Sports drama 42, produced by Legendary Pictures, tells the true story of baseball legend Jackie Robinson's challenging first season for the Brooklyn Dodgers in 1947. The story is inherently compelling—Robinson was the first African-American to play on a Major League Baseball team, and remains an important figure in American civil rights history—and Warner Bros.' marketing has done a very good job highlighting the drama while also making the movie look exciting. One key component has been the use of Jay-Z song "Brooklyn (We Go Hard)," which seems like it was written specifically for the movie.
From an opening weekend perspective, the biggest drawback for the movie is its genre: the top openings for baseball movies belong to 2006 comedy The Benchwarmers ($19.7 million) and 2011 drama Moneyball ($19.5 million), meaning no movie centered around "America's pastime" has ever debuted north of $20 million. Based on the compelling story and strong marketing, it looks like 42 could set a new record, though only barely.
The first four entries in the Scary Movie spoof franchise ran from 2000-2006, and grossed an average of over $100 million each. The first movie primarily lampooned the Scream franchise, and remains the most successful with $157 million. As the franchise went on, the movies became a more general way to parody recent theatrical releases across all genres, though the focus did remain on horror movies. The final chapter, Scary Movie 4, opened to $40.2 million in April 2006 and went on to earn a very good $90.7 million. Around this time, though, the Friedman/Seltzer team began rolling out their spoof movies (Date Movie, Epic Movie, etc.), which became the genre norm for the latter half of the last decade.
Opening at 3,402 locations exactly seven years after the last entry, Scary Movie 5 is attempting to revive some of the franchise's former glory. This isn't the first time The Weinstein Company has attempted to do this: in 2011, they brought back the Spy Kids and Scream franchises after an eight and 11 year hiatus, respectively. Unfortunately, Scream 4 only opened to 54 percent of its predecessor's gross, while Spy Kids: All the Time in the World only retained 35 percent.

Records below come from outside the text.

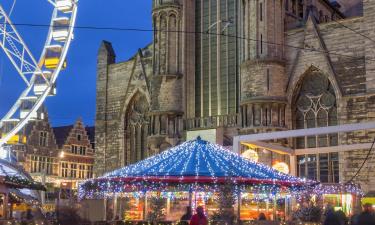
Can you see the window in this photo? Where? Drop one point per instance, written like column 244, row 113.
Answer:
column 89, row 172
column 294, row 6
column 43, row 136
column 286, row 5
column 321, row 167
column 41, row 164
column 74, row 149
column 81, row 172
column 82, row 150
column 315, row 106
column 300, row 8
column 268, row 79
column 73, row 170
column 64, row 169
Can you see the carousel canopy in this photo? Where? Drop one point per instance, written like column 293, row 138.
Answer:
column 199, row 161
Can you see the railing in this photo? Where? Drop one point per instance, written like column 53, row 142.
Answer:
column 232, row 120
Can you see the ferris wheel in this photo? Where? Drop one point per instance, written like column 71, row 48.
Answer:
column 39, row 76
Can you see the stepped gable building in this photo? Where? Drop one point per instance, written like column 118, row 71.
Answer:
column 243, row 67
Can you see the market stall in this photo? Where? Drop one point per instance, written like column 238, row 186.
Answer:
column 18, row 192
column 191, row 174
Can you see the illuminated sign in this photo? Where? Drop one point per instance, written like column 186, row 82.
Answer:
column 281, row 167
column 251, row 155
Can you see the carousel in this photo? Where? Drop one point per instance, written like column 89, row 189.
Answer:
column 195, row 173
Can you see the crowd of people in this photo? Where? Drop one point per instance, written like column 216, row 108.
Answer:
column 366, row 217
column 331, row 217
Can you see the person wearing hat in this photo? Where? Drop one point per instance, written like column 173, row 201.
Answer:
column 367, row 216
column 199, row 218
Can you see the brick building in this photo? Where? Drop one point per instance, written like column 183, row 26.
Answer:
column 58, row 156
column 244, row 67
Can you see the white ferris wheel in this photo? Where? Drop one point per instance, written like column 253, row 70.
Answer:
column 39, row 76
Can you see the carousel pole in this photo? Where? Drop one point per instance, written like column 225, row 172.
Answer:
column 239, row 203
column 190, row 199
column 145, row 206
column 115, row 206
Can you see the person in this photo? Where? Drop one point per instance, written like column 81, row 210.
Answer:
column 331, row 217
column 199, row 218
column 367, row 217
column 262, row 216
column 187, row 215
column 342, row 217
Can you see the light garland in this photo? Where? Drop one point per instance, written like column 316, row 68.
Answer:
column 192, row 166
column 24, row 183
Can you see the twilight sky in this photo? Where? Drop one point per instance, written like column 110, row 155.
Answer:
column 76, row 85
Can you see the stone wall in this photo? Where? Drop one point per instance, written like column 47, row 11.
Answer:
column 117, row 84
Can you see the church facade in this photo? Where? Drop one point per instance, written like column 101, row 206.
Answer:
column 234, row 67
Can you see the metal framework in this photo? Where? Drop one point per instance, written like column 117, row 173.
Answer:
column 39, row 76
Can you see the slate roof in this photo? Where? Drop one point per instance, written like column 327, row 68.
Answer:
column 61, row 134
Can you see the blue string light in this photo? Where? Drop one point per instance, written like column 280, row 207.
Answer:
column 197, row 159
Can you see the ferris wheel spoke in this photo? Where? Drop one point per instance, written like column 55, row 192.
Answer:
column 52, row 2
column 16, row 49
column 40, row 83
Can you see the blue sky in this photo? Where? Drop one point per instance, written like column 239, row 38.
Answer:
column 76, row 85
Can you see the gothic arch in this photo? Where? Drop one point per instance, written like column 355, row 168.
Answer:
column 314, row 103
column 135, row 122
column 295, row 83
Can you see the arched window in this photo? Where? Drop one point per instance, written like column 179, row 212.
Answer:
column 136, row 129
column 315, row 106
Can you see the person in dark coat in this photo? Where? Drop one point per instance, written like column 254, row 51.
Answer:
column 187, row 216
column 199, row 218
column 367, row 217
column 342, row 217
column 331, row 218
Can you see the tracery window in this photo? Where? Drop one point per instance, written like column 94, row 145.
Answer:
column 43, row 138
column 315, row 106
column 136, row 129
column 322, row 167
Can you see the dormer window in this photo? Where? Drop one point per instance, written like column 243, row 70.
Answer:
column 43, row 138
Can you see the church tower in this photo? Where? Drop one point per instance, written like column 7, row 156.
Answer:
column 263, row 77
column 167, row 80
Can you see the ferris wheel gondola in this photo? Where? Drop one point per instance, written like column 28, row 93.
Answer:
column 39, row 76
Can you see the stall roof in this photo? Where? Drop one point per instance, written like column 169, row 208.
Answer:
column 201, row 161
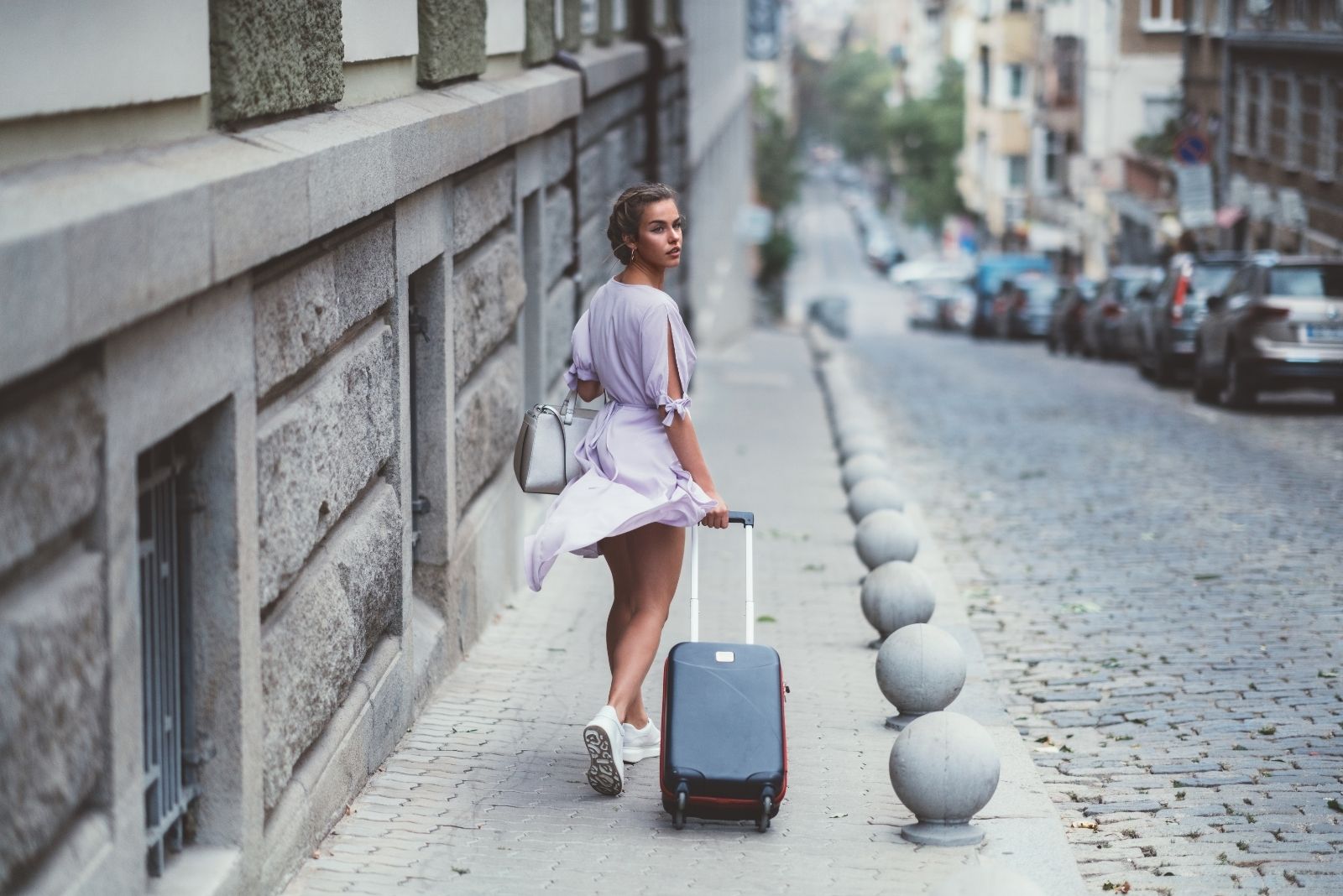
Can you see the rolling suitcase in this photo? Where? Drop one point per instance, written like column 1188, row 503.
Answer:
column 724, row 750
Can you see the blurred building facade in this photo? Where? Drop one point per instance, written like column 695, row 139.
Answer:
column 1282, row 118
column 280, row 279
column 1058, row 96
column 994, row 165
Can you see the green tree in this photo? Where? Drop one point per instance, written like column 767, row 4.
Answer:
column 778, row 177
column 928, row 134
column 856, row 87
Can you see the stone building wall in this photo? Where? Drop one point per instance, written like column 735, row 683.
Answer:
column 337, row 315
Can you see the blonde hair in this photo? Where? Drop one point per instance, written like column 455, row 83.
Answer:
column 629, row 211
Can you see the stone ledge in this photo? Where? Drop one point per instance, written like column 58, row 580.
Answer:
column 668, row 53
column 167, row 223
column 608, row 67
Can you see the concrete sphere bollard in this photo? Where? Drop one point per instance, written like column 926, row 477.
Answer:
column 920, row 669
column 986, row 879
column 863, row 443
column 886, row 535
column 863, row 467
column 873, row 494
column 896, row 595
column 944, row 768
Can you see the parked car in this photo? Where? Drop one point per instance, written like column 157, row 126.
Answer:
column 1103, row 322
column 1276, row 325
column 1168, row 322
column 943, row 304
column 1065, row 318
column 1025, row 305
column 987, row 284
column 881, row 248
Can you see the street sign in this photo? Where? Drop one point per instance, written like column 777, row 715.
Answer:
column 1194, row 190
column 1192, row 148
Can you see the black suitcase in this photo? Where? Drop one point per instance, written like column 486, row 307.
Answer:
column 724, row 750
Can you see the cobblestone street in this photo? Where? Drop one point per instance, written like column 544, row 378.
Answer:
column 1157, row 586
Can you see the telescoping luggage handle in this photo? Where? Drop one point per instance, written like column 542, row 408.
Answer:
column 747, row 521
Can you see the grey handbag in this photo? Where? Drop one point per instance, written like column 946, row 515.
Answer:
column 543, row 456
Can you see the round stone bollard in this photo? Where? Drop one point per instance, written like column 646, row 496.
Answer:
column 986, row 879
column 944, row 768
column 886, row 535
column 873, row 494
column 920, row 669
column 863, row 467
column 863, row 443
column 896, row 595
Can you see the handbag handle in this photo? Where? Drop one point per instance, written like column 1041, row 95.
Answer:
column 567, row 408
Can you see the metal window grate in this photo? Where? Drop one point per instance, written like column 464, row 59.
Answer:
column 165, row 649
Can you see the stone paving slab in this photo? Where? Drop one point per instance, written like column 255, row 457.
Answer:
column 487, row 793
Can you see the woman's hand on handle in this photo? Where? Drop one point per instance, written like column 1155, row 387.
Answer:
column 716, row 518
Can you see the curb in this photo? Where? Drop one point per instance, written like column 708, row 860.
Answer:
column 1024, row 829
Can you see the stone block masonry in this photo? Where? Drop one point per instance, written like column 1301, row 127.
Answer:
column 308, row 309
column 315, row 643
column 487, row 423
column 488, row 293
column 50, row 472
column 320, row 451
column 53, row 669
column 452, row 39
column 269, row 56
column 252, row 291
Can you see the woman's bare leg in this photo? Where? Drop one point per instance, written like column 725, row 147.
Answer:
column 655, row 555
column 622, row 611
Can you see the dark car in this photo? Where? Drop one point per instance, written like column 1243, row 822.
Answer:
column 1276, row 325
column 1065, row 320
column 1105, row 320
column 1024, row 306
column 987, row 280
column 1168, row 322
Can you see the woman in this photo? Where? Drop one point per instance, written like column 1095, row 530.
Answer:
column 644, row 475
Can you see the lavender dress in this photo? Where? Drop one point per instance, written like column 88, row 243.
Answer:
column 630, row 474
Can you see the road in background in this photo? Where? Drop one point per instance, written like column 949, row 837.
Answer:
column 1158, row 584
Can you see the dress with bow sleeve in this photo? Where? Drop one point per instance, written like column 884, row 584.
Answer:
column 631, row 475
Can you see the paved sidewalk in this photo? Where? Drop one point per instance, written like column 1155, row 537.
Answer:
column 487, row 793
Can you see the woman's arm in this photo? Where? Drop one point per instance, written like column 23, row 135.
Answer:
column 590, row 389
column 685, row 443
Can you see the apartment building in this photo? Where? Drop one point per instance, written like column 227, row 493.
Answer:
column 1000, row 96
column 280, row 278
column 1282, row 107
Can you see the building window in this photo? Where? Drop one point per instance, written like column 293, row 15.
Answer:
column 1331, row 13
column 1163, row 15
column 1298, row 13
column 1053, row 156
column 165, row 640
column 985, row 76
column 1262, row 114
column 1331, row 129
column 1199, row 16
column 1241, row 113
column 1293, row 157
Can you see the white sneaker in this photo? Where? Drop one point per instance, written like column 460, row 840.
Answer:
column 604, row 742
column 641, row 743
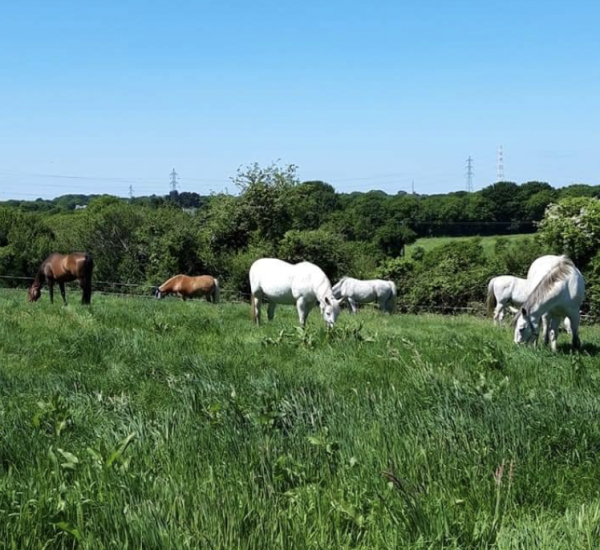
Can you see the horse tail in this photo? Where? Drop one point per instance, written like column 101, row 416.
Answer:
column 391, row 303
column 216, row 291
column 491, row 299
column 86, row 282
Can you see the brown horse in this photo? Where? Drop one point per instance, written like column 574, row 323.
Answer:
column 61, row 269
column 189, row 287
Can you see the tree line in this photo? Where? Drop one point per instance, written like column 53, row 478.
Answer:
column 148, row 239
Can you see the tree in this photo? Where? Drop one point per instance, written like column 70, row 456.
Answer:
column 312, row 204
column 392, row 237
column 572, row 227
column 325, row 249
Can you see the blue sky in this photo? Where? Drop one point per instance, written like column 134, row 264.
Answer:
column 95, row 96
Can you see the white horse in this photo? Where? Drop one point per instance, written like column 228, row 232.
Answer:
column 558, row 294
column 504, row 291
column 303, row 284
column 364, row 292
column 537, row 271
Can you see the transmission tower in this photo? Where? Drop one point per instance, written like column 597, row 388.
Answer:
column 470, row 174
column 173, row 183
column 500, row 170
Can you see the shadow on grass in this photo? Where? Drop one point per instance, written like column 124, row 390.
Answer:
column 587, row 348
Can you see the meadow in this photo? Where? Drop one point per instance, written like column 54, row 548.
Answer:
column 487, row 242
column 138, row 423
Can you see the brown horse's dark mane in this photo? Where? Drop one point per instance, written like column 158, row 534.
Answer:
column 40, row 276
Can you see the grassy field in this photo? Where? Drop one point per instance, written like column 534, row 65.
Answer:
column 488, row 243
column 146, row 424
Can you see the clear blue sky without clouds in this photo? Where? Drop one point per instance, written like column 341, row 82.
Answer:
column 360, row 94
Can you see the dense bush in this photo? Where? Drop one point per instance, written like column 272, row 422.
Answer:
column 146, row 240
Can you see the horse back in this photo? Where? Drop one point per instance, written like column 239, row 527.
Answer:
column 65, row 267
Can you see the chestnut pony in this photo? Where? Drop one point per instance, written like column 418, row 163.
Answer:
column 189, row 287
column 61, row 269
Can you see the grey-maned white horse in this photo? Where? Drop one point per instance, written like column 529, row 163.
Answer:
column 364, row 292
column 504, row 291
column 558, row 294
column 303, row 284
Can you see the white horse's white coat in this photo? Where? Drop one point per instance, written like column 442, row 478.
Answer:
column 302, row 284
column 504, row 291
column 364, row 292
column 558, row 294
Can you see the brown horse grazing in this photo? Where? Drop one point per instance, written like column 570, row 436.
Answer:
column 61, row 269
column 189, row 287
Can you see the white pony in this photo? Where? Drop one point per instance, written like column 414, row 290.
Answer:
column 303, row 284
column 363, row 292
column 504, row 291
column 558, row 294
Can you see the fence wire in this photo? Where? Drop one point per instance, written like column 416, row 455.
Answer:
column 244, row 298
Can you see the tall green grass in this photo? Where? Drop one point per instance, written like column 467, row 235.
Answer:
column 162, row 424
column 488, row 242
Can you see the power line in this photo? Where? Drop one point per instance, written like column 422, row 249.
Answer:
column 500, row 166
column 469, row 174
column 173, row 183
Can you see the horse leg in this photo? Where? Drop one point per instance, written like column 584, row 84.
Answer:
column 382, row 301
column 271, row 311
column 303, row 311
column 554, row 324
column 545, row 329
column 257, row 304
column 574, row 325
column 62, row 292
column 498, row 313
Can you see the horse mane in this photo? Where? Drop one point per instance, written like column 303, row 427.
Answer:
column 557, row 274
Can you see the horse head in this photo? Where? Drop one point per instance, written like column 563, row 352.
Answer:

Scary Movie 5 could theoretically have avoided this decline, though the marketing just hasn't been all that convincing. Much of the focus has been around mocking the Paranormal Activity franchise: unfortunately, that series is on its way out, and it's already been skewered this year in A Haunted House (from original Scary Movie contributor Marlon Wayans). In a tacit acknowledgement of this, much of its material has transitioned to lampooning January horror hit Mama, though without a DVD release it's hard to imagine the movie is that broadly recognizable.
Finally, a major component of the marketing has been the gimmick casting of tabloid favorites Charlie Sheen and Lindsay Lohan. Sheen and Lohan are overexposed, though—Sheen's FX show Anger Management has new episodes regularly, while nary a day goes by without another Lohan legal incident making the rounds—which means paying to see these two on the big-screen isn't a great value proposition.
All in, Scary Movie 5 will be lucky to open to half as much as the last Scary Movie, meaning an opening in the high-teen-millions is likely.
The Place Beyond the Pines and Trance also expand to moderate release this weekend, and both should be able to crack the Top 12. Starring Ryan Gosling and Bradley Cooper, Pines reaches 514 locations after earning a strong $1.3 million in two weeks of very limited release. Meanwhile, director Danny Boyle's psychological thriller Trance expands to 438 theaters after averaging $32,786 at four locations in its opening last weekend.
In limited release, Terrence Malick movie To the Wonder opens at 18 locations, while drama Disconnect reaches 15 theaters.
Forecast (April 12-14)
1. 42 - $21.1 million
2. Scary Movie 5 - $17.6 million
3. The Croods - $14.9 million (-28%)
4. G.I. Joe 2 - $11.4 million (-45%)
5. Evil Dead - $10.7 million (-59%)
6. Jurassic Park 3D - $10.5 million (-44%)
Bar for Success
Based on the history of baseball movies, 42 is in fine shape if it opens over $15 million. Meanwhile, Scary Movie 5 really ought to open higher than January's A Haunted House ($18.1 million).